Appears in collection : 2017 - T2 - Stochastic Dynamics out of Equilibrium

In the first lecture I will discuss the notion of hydrodynamic limit and as example we will present the proof for the symmetric simple exclusion process in contact with slow or fast reservoirs. In this process, particles jump in the bulk to one of its nearest neighbor sites with rate 1/2. At the boundaries particles are injected or removed at a rate which depends on a parameter that can be chosen in such a way that the boundary dynamics is either slow or fast. We will explore the hydrodynamic limit scenario and we will see a phase transition for the heat equation with different types of boundary conditions.

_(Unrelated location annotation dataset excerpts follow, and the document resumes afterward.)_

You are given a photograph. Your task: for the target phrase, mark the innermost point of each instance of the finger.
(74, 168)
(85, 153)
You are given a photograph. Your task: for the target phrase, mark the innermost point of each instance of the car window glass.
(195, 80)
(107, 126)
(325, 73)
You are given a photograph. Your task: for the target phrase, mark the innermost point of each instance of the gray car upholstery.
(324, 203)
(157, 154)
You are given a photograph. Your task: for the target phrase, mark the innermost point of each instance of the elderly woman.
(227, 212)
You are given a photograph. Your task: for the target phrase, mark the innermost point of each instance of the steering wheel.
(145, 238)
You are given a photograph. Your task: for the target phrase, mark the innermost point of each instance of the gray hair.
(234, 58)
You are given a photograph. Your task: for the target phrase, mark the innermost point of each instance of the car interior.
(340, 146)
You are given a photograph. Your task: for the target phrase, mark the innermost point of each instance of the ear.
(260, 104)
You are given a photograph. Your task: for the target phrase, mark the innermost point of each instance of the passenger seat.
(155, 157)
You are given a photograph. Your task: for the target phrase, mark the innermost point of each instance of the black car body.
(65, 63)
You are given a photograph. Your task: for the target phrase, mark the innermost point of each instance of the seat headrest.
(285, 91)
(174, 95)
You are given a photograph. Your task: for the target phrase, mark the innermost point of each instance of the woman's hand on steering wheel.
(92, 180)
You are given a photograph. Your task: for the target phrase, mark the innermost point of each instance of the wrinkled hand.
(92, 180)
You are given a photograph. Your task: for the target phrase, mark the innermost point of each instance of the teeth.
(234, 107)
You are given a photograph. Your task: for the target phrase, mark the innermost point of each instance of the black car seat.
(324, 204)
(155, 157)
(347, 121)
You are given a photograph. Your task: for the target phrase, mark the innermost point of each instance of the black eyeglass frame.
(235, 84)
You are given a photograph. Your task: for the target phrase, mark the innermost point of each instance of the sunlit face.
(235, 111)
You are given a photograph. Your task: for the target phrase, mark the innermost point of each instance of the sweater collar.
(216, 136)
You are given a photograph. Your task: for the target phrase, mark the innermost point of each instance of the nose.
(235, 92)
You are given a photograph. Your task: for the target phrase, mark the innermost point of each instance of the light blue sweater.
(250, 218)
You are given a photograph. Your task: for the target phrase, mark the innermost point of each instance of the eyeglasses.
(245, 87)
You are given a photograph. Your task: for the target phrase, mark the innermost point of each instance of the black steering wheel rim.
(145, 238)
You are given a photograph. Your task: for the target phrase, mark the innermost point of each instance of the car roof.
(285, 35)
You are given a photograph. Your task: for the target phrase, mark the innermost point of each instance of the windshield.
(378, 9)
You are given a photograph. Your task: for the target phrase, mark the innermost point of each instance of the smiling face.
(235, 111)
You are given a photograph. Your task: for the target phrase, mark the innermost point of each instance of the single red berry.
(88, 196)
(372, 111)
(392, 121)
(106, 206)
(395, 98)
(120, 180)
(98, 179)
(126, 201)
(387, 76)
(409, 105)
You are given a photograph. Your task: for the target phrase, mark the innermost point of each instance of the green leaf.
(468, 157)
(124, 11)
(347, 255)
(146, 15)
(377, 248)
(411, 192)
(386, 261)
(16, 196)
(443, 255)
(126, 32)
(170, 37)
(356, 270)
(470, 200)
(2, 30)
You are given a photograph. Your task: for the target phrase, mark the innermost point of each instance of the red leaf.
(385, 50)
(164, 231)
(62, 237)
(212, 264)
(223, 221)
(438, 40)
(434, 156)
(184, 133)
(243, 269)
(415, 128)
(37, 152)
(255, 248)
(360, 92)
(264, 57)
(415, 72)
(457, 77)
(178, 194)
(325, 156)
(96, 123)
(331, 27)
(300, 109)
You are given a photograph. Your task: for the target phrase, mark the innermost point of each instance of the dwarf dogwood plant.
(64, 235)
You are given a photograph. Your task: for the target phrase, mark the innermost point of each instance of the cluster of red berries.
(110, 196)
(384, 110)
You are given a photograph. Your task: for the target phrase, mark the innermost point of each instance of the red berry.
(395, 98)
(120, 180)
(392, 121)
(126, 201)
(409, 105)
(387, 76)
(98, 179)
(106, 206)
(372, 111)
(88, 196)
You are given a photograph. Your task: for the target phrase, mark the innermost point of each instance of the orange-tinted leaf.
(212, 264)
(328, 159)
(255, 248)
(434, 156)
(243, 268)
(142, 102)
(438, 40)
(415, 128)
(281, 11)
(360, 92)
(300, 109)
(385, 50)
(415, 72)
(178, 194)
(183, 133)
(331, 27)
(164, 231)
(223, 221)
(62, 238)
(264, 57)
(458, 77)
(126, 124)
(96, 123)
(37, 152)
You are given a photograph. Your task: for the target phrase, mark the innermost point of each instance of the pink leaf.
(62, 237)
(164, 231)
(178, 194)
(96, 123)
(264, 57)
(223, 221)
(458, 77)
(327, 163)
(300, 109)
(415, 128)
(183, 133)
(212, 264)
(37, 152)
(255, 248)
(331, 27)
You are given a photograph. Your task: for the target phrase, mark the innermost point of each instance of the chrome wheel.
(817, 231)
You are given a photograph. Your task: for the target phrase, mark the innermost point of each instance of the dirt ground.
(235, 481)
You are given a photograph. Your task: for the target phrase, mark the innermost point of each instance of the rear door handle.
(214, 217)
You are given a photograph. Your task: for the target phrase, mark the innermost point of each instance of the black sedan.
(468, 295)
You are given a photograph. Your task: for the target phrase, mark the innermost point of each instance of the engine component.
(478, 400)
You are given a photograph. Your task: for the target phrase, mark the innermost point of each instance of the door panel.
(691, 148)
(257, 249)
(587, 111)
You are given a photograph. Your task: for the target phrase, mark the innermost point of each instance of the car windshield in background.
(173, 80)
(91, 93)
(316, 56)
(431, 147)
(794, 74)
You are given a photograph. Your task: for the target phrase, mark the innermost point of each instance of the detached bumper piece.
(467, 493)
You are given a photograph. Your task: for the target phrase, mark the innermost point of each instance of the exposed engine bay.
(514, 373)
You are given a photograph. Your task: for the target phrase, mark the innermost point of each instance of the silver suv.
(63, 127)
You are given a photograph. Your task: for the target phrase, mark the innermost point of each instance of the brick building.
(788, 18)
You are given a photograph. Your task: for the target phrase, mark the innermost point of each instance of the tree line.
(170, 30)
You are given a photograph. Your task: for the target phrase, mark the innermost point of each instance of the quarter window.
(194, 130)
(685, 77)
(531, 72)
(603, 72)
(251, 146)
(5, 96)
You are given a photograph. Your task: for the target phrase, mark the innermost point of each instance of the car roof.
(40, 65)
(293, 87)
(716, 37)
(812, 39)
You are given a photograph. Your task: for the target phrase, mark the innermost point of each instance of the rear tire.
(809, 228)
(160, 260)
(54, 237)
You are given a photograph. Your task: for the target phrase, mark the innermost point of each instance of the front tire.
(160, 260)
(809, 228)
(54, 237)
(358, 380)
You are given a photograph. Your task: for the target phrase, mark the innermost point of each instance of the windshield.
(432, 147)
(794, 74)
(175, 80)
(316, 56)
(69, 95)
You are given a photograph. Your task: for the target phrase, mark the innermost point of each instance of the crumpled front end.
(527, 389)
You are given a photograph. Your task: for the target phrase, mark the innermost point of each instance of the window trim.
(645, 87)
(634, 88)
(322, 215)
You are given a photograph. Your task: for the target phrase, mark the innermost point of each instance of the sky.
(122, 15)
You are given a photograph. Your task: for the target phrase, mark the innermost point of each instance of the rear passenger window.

This lecture is based on the article at arxiv. 1407. 7918. In the second lecture we will consider a model similar to the one of the first lecture but in which particles can jump in the bulk according to a symmetric transition probability rate which allows long jumps, but has finite variance. Moreover, infinitely many reservoirs are added at each end point of the bulk and now particles can be injected or removed from any site of the bulk. As in the previous lecture, the rates of injection and removal depend on a parameter which turn the boundary dynamics slowed of fast depending on the range of this parameter. We will analyze the hydrodynamic limit and we will see a phase transition of a reaction diffusion equation with different types of boundary conditions. This lecture is based on the article arxiv. 1702. 07216. In the third and last lecture we will analyze the model of the previous lecture, for a certain choice of the transition probability rate which has infinite variance and in the hydrodynamic limit we will get a fractional heat equation with Dirichlet boundary conditions written in terms of the regional fractional Laplacian.